In this paper, our focus is on decoding (superficial) emotions by examining the correspondence between facial expressions and emotions based on Ekman’s definition [1,11] and within the broader context of Western culture. The reported results for facial emotion recognition using computer models show a good maturity of technology [12]. However, after the COVID-19 pandemic, the use of surgical masks in social environments has become a regular behavior. In this context, the use of facial masks significantly reduces the visibility of important facial features, making it more difficult to accurately perceive emotions. In Figure 1a, the facial muscles that are used by humans to manipulate facial expression are depicted. Following Ekman’s taxonomy and Facial Action Coding System (FACS), muscle engagement obeys specific Action Unit (AU) codes, as shown in Table 1. Each code represents the transition from a neutral state to the expression of the related emotion. In Figure 1b, we can observe that several muscles are hidden by the use of a mask, but there are many others, related with AUs from the top area of the face, as in Table 1, that remain visible and allow the decoding of emotional expressions.

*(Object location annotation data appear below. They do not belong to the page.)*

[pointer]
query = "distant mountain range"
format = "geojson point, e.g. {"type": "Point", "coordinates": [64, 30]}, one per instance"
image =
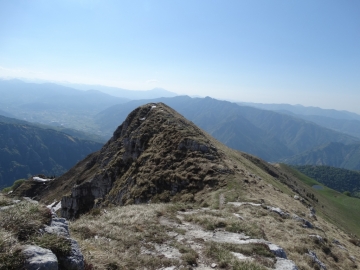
{"type": "Point", "coordinates": [124, 93]}
{"type": "Point", "coordinates": [26, 150]}
{"type": "Point", "coordinates": [304, 110]}
{"type": "Point", "coordinates": [276, 132]}
{"type": "Point", "coordinates": [269, 135]}
{"type": "Point", "coordinates": [332, 154]}
{"type": "Point", "coordinates": [336, 178]}
{"type": "Point", "coordinates": [341, 121]}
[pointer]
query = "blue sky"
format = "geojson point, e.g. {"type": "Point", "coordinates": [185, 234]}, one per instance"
{"type": "Point", "coordinates": [270, 51]}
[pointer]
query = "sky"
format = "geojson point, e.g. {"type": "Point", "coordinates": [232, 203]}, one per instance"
{"type": "Point", "coordinates": [269, 51]}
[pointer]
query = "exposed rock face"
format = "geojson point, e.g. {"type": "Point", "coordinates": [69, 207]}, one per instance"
{"type": "Point", "coordinates": [154, 155]}
{"type": "Point", "coordinates": [38, 258]}
{"type": "Point", "coordinates": [75, 260]}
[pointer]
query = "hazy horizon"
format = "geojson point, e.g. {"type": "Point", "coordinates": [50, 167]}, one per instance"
{"type": "Point", "coordinates": [250, 51]}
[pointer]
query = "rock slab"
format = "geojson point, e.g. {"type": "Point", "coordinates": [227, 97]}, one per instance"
{"type": "Point", "coordinates": [38, 258]}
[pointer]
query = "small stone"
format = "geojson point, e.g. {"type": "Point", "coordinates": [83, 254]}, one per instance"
{"type": "Point", "coordinates": [38, 258]}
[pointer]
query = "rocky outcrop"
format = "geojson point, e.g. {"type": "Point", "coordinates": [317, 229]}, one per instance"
{"type": "Point", "coordinates": [315, 259]}
{"type": "Point", "coordinates": [74, 260]}
{"type": "Point", "coordinates": [154, 155]}
{"type": "Point", "coordinates": [38, 258]}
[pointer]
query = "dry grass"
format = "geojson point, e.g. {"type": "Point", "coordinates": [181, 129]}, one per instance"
{"type": "Point", "coordinates": [222, 254]}
{"type": "Point", "coordinates": [212, 220]}
{"type": "Point", "coordinates": [20, 224]}
{"type": "Point", "coordinates": [117, 237]}
{"type": "Point", "coordinates": [24, 219]}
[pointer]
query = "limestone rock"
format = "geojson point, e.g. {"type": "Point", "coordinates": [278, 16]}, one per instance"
{"type": "Point", "coordinates": [284, 264]}
{"type": "Point", "coordinates": [313, 256]}
{"type": "Point", "coordinates": [305, 222]}
{"type": "Point", "coordinates": [38, 258]}
{"type": "Point", "coordinates": [75, 261]}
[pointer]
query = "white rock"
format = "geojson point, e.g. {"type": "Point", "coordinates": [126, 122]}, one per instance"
{"type": "Point", "coordinates": [39, 179]}
{"type": "Point", "coordinates": [284, 264]}
{"type": "Point", "coordinates": [313, 256]}
{"type": "Point", "coordinates": [38, 258]}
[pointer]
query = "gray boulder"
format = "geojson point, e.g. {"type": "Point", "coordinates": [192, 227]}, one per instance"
{"type": "Point", "coordinates": [74, 261]}
{"type": "Point", "coordinates": [284, 264]}
{"type": "Point", "coordinates": [315, 259]}
{"type": "Point", "coordinates": [37, 258]}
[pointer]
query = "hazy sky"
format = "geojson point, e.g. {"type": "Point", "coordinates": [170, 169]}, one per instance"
{"type": "Point", "coordinates": [270, 51]}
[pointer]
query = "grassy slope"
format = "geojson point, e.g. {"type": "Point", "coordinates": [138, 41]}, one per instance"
{"type": "Point", "coordinates": [338, 208]}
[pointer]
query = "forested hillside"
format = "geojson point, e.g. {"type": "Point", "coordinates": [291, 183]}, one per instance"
{"type": "Point", "coordinates": [27, 150]}
{"type": "Point", "coordinates": [339, 179]}
{"type": "Point", "coordinates": [333, 154]}
{"type": "Point", "coordinates": [270, 135]}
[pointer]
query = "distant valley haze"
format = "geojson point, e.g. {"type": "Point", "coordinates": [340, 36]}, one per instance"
{"type": "Point", "coordinates": [267, 52]}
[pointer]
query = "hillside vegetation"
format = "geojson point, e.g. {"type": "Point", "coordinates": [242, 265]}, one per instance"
{"type": "Point", "coordinates": [27, 150]}
{"type": "Point", "coordinates": [333, 205]}
{"type": "Point", "coordinates": [162, 193]}
{"type": "Point", "coordinates": [341, 180]}
{"type": "Point", "coordinates": [269, 135]}
{"type": "Point", "coordinates": [333, 154]}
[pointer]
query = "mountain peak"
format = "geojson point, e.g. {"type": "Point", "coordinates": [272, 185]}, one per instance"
{"type": "Point", "coordinates": [155, 154]}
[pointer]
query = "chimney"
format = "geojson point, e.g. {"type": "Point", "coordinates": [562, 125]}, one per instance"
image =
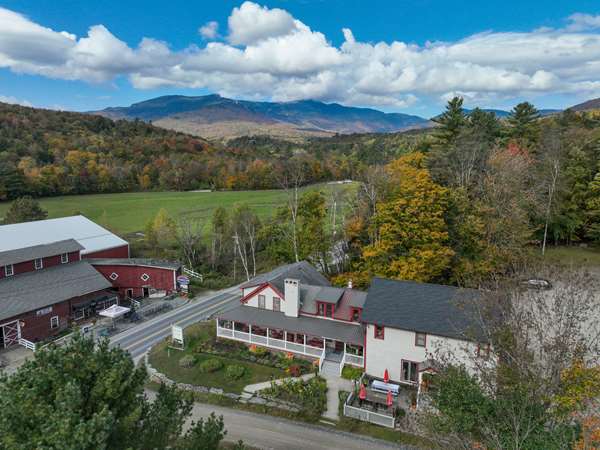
{"type": "Point", "coordinates": [291, 305]}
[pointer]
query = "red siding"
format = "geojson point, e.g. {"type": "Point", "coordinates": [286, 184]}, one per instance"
{"type": "Point", "coordinates": [28, 266]}
{"type": "Point", "coordinates": [117, 252]}
{"type": "Point", "coordinates": [130, 277]}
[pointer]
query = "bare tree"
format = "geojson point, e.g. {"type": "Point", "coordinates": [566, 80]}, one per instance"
{"type": "Point", "coordinates": [291, 178]}
{"type": "Point", "coordinates": [552, 159]}
{"type": "Point", "coordinates": [190, 238]}
{"type": "Point", "coordinates": [245, 226]}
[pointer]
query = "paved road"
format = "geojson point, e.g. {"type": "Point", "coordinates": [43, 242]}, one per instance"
{"type": "Point", "coordinates": [267, 432]}
{"type": "Point", "coordinates": [140, 338]}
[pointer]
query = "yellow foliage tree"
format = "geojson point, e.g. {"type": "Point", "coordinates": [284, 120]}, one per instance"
{"type": "Point", "coordinates": [411, 232]}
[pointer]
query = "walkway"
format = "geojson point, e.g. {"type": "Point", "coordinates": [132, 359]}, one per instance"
{"type": "Point", "coordinates": [335, 384]}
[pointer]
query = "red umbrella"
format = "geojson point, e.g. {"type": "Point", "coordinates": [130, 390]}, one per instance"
{"type": "Point", "coordinates": [362, 394]}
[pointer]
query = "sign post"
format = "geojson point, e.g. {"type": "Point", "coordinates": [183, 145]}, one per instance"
{"type": "Point", "coordinates": [177, 337]}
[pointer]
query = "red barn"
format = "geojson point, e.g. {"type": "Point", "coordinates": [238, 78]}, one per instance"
{"type": "Point", "coordinates": [138, 277]}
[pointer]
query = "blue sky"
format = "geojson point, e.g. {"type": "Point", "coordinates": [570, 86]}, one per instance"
{"type": "Point", "coordinates": [406, 56]}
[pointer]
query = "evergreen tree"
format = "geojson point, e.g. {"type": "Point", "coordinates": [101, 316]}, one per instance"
{"type": "Point", "coordinates": [451, 121]}
{"type": "Point", "coordinates": [25, 209]}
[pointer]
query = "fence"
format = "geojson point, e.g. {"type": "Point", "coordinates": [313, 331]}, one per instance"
{"type": "Point", "coordinates": [367, 416]}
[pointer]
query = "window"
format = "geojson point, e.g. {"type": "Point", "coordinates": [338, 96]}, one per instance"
{"type": "Point", "coordinates": [410, 371]}
{"type": "Point", "coordinates": [420, 339]}
{"type": "Point", "coordinates": [325, 309]}
{"type": "Point", "coordinates": [483, 351]}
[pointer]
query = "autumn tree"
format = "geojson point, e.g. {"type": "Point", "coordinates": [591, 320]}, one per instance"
{"type": "Point", "coordinates": [25, 209]}
{"type": "Point", "coordinates": [86, 395]}
{"type": "Point", "coordinates": [411, 235]}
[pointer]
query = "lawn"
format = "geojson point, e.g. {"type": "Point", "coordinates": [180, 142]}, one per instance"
{"type": "Point", "coordinates": [127, 213]}
{"type": "Point", "coordinates": [167, 361]}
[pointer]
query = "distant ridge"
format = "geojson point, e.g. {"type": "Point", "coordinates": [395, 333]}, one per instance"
{"type": "Point", "coordinates": [587, 106]}
{"type": "Point", "coordinates": [216, 117]}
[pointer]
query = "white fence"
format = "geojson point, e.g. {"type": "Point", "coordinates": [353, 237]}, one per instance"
{"type": "Point", "coordinates": [367, 416]}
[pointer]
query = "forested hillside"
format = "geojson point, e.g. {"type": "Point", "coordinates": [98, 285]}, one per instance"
{"type": "Point", "coordinates": [45, 153]}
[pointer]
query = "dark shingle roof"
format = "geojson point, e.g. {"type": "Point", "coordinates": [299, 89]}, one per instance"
{"type": "Point", "coordinates": [34, 290]}
{"type": "Point", "coordinates": [428, 308]}
{"type": "Point", "coordinates": [302, 271]}
{"type": "Point", "coordinates": [162, 264]}
{"type": "Point", "coordinates": [39, 251]}
{"type": "Point", "coordinates": [346, 332]}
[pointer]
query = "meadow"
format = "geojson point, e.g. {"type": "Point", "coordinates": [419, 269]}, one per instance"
{"type": "Point", "coordinates": [127, 213]}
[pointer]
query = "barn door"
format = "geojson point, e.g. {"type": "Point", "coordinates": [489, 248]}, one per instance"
{"type": "Point", "coordinates": [11, 333]}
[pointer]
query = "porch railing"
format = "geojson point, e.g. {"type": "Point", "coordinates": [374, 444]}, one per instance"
{"type": "Point", "coordinates": [367, 416]}
{"type": "Point", "coordinates": [280, 344]}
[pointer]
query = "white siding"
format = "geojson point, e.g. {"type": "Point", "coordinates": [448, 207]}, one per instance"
{"type": "Point", "coordinates": [268, 292]}
{"type": "Point", "coordinates": [399, 345]}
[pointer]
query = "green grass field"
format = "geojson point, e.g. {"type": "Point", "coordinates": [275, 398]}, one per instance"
{"type": "Point", "coordinates": [129, 212]}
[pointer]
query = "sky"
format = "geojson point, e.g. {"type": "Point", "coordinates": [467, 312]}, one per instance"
{"type": "Point", "coordinates": [397, 55]}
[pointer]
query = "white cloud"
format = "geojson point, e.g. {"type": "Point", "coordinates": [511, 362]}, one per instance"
{"type": "Point", "coordinates": [210, 30]}
{"type": "Point", "coordinates": [251, 23]}
{"type": "Point", "coordinates": [581, 22]}
{"type": "Point", "coordinates": [271, 55]}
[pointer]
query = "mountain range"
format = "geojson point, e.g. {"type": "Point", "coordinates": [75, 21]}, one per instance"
{"type": "Point", "coordinates": [216, 117]}
{"type": "Point", "coordinates": [220, 118]}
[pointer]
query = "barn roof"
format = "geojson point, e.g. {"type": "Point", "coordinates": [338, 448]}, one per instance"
{"type": "Point", "coordinates": [35, 290]}
{"type": "Point", "coordinates": [91, 236]}
{"type": "Point", "coordinates": [38, 251]}
{"type": "Point", "coordinates": [143, 262]}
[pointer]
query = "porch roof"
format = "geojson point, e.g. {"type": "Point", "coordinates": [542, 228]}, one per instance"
{"type": "Point", "coordinates": [346, 332]}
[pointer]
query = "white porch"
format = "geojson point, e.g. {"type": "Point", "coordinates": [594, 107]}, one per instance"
{"type": "Point", "coordinates": [277, 339]}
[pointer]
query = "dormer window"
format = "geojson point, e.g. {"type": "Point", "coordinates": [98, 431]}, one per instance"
{"type": "Point", "coordinates": [325, 309]}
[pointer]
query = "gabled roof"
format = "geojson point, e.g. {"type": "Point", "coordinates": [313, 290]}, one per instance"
{"type": "Point", "coordinates": [144, 262]}
{"type": "Point", "coordinates": [38, 251]}
{"type": "Point", "coordinates": [90, 235]}
{"type": "Point", "coordinates": [35, 290]}
{"type": "Point", "coordinates": [302, 271]}
{"type": "Point", "coordinates": [427, 308]}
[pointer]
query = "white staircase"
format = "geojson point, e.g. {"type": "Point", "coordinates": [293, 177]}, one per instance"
{"type": "Point", "coordinates": [330, 368]}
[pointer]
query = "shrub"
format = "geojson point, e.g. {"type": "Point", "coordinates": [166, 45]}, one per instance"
{"type": "Point", "coordinates": [187, 362]}
{"type": "Point", "coordinates": [294, 370]}
{"type": "Point", "coordinates": [351, 373]}
{"type": "Point", "coordinates": [235, 372]}
{"type": "Point", "coordinates": [210, 365]}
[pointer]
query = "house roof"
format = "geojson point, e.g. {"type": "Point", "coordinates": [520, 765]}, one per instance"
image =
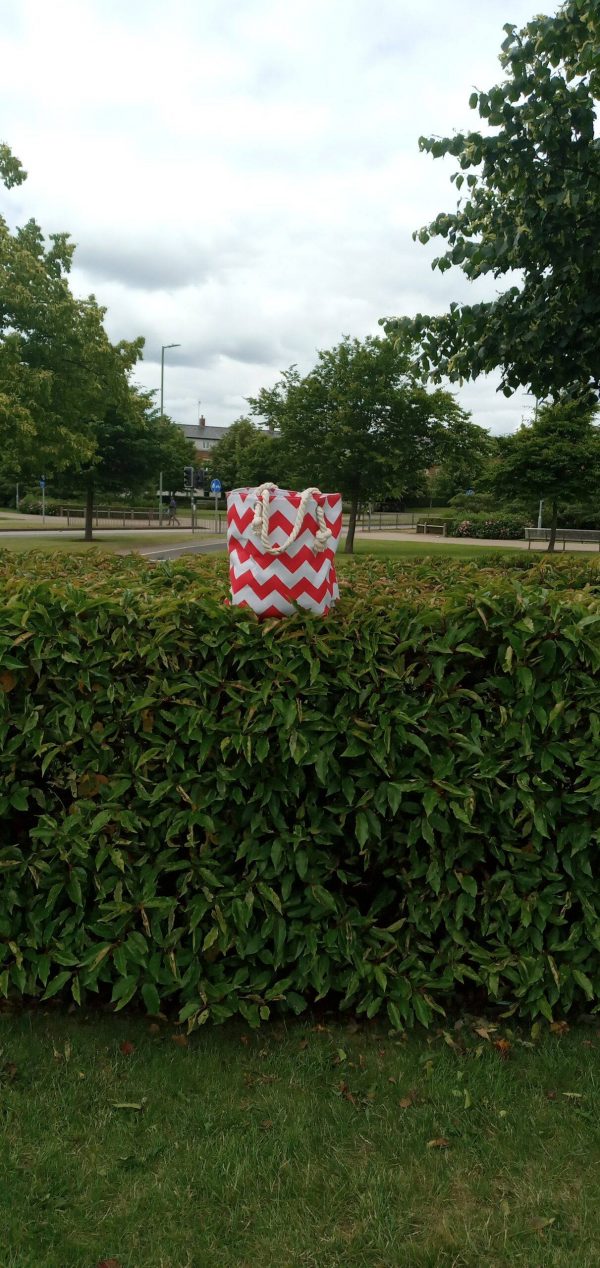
{"type": "Point", "coordinates": [194, 433]}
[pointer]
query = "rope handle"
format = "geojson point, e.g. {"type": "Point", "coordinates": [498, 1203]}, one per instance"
{"type": "Point", "coordinates": [260, 523]}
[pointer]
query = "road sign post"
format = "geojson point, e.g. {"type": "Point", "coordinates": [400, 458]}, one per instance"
{"type": "Point", "coordinates": [216, 487]}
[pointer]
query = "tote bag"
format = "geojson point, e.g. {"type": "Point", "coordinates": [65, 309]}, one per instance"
{"type": "Point", "coordinates": [282, 547]}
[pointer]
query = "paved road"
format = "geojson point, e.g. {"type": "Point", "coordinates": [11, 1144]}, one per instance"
{"type": "Point", "coordinates": [179, 552]}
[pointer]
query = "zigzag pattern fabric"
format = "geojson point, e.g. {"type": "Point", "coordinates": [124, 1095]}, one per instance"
{"type": "Point", "coordinates": [275, 585]}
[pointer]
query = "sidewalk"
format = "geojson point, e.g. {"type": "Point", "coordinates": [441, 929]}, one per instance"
{"type": "Point", "coordinates": [485, 543]}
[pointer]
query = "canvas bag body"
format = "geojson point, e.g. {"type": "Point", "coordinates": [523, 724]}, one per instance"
{"type": "Point", "coordinates": [274, 585]}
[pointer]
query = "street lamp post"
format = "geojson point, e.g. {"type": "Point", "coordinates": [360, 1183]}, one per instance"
{"type": "Point", "coordinates": [163, 373]}
{"type": "Point", "coordinates": [164, 346]}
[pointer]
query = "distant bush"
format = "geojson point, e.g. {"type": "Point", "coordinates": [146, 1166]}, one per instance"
{"type": "Point", "coordinates": [486, 525]}
{"type": "Point", "coordinates": [382, 809]}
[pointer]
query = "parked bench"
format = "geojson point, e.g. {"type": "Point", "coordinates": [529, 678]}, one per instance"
{"type": "Point", "coordinates": [431, 528]}
{"type": "Point", "coordinates": [563, 535]}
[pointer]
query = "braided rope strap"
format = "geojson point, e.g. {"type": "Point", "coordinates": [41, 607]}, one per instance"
{"type": "Point", "coordinates": [260, 523]}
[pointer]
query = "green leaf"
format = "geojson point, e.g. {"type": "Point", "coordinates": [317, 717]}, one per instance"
{"type": "Point", "coordinates": [151, 998]}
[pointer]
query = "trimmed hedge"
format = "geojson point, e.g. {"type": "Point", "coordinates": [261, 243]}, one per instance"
{"type": "Point", "coordinates": [383, 809]}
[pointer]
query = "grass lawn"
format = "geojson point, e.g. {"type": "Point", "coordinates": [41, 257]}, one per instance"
{"type": "Point", "coordinates": [315, 1145]}
{"type": "Point", "coordinates": [69, 543]}
{"type": "Point", "coordinates": [420, 547]}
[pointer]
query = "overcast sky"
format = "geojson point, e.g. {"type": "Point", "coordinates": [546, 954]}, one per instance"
{"type": "Point", "coordinates": [242, 176]}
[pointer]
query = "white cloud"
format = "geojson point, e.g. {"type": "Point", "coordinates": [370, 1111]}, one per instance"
{"type": "Point", "coordinates": [244, 179]}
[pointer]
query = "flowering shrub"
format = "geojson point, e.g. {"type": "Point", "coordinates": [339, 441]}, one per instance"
{"type": "Point", "coordinates": [508, 526]}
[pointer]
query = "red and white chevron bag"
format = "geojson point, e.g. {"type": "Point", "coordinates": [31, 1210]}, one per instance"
{"type": "Point", "coordinates": [282, 547]}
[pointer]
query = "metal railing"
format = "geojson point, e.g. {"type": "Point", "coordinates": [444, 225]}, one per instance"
{"type": "Point", "coordinates": [563, 535]}
{"type": "Point", "coordinates": [371, 521]}
{"type": "Point", "coordinates": [128, 517]}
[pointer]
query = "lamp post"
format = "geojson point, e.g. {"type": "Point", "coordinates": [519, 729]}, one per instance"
{"type": "Point", "coordinates": [163, 373]}
{"type": "Point", "coordinates": [164, 346]}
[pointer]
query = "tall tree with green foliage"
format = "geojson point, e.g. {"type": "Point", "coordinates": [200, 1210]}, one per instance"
{"type": "Point", "coordinates": [360, 422]}
{"type": "Point", "coordinates": [532, 209]}
{"type": "Point", "coordinates": [132, 446]}
{"type": "Point", "coordinates": [556, 457]}
{"type": "Point", "coordinates": [246, 455]}
{"type": "Point", "coordinates": [62, 382]}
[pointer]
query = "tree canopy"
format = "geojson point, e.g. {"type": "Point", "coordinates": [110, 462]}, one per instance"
{"type": "Point", "coordinates": [246, 455]}
{"type": "Point", "coordinates": [532, 213]}
{"type": "Point", "coordinates": [359, 422]}
{"type": "Point", "coordinates": [67, 403]}
{"type": "Point", "coordinates": [556, 457]}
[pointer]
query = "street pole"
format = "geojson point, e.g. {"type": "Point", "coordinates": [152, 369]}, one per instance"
{"type": "Point", "coordinates": [163, 374]}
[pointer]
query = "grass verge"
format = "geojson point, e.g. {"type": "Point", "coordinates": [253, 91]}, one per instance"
{"type": "Point", "coordinates": [66, 543]}
{"type": "Point", "coordinates": [319, 1145]}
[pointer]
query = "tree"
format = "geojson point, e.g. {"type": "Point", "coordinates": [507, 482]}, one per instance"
{"type": "Point", "coordinates": [246, 455]}
{"type": "Point", "coordinates": [464, 453]}
{"type": "Point", "coordinates": [557, 457]}
{"type": "Point", "coordinates": [60, 374]}
{"type": "Point", "coordinates": [360, 422]}
{"type": "Point", "coordinates": [533, 207]}
{"type": "Point", "coordinates": [132, 446]}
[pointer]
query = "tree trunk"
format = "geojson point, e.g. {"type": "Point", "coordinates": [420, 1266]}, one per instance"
{"type": "Point", "coordinates": [352, 525]}
{"type": "Point", "coordinates": [89, 510]}
{"type": "Point", "coordinates": [553, 526]}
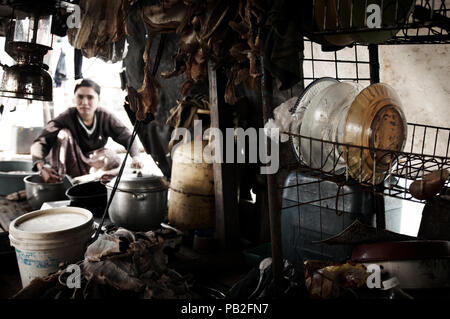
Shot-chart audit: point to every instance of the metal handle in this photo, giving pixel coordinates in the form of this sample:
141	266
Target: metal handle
139	196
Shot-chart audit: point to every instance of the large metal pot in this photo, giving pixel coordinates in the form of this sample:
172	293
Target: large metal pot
140	202
90	195
39	192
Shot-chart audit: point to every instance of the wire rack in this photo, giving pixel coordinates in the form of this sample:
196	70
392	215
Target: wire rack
426	148
403	21
426	151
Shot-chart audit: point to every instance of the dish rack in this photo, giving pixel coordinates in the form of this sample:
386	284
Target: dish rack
426	150
425	22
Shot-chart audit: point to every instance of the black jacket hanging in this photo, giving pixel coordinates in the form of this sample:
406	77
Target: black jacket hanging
60	72
78	62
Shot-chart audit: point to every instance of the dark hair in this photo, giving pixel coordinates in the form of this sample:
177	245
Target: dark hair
88	83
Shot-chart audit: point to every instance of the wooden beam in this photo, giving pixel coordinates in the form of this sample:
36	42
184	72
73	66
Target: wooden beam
227	219
274	199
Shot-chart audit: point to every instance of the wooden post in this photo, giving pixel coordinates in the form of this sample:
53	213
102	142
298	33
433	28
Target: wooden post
227	219
272	189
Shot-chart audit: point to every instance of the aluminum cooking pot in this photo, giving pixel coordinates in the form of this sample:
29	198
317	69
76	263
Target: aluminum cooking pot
140	201
90	195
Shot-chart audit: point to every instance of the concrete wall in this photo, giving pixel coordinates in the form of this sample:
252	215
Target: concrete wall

Additionally, masks may also create wrinkles or lines on the face, which could be interpreted as conveying a different emotion than the one intended. This poses a problem for humans but also for machines. In this paper, we proposed to benchmark a popular computer vision framework, using a dataset of human faces with superimposed artificially generated facial masks, in a facial emotion classification task.

2. Computer-Vision Based Facial Emotion Recognition

There are many distinct emotions that human beings can interpret; however, besides “neutral”, there are six that are considered primary emotions: sadness; fear; anger; disgust; surprise; and happiness. These emotions are more easily interpreted by humans, since they have very different facial movements and expressions between them [6].

Computational classification of facial emotions is an interesting and challenging process since no two facial expressions are the same. The facial expression is a “revelation” made by a human being in a natural way, where the individual expresses what they are feeling at a given moment. However, despite not considering that there are equal facial expressions from people to people, it is possible to find computational mechanisms that recognize certain characteristics/points in each of our facial expressions and assign them a certain value.

In the last few years, Convolutional Neural Networks (CNNs) have been very successful in facial emotion classification because they are specifically designed to recognize patterns and features in images. CNNs can automatically learn and extract high-level features from images that are relevant for classification tasks such as facial emotion recognition. In facial emotion recognition, the convolutional layers are used to detect facial features that are relevant for different emotions, such as the curvature of the mouth for smiling or the wrinkles around the eyes for expressing sadness. Additionally, CNNs that were developed for this purpose, have been trained on large datasets of facial images with known emotions to learn the patterns and features that are most relevant for facial emotion classification. The learned features are then used to classify new images of faces into different emotions. In fact, this is one of the main advantages of CNNs, their ability to handle variations in facial expressions, such as changes in lighting, pose, and occlusion. This makes them robust and effective for real-world applications [14].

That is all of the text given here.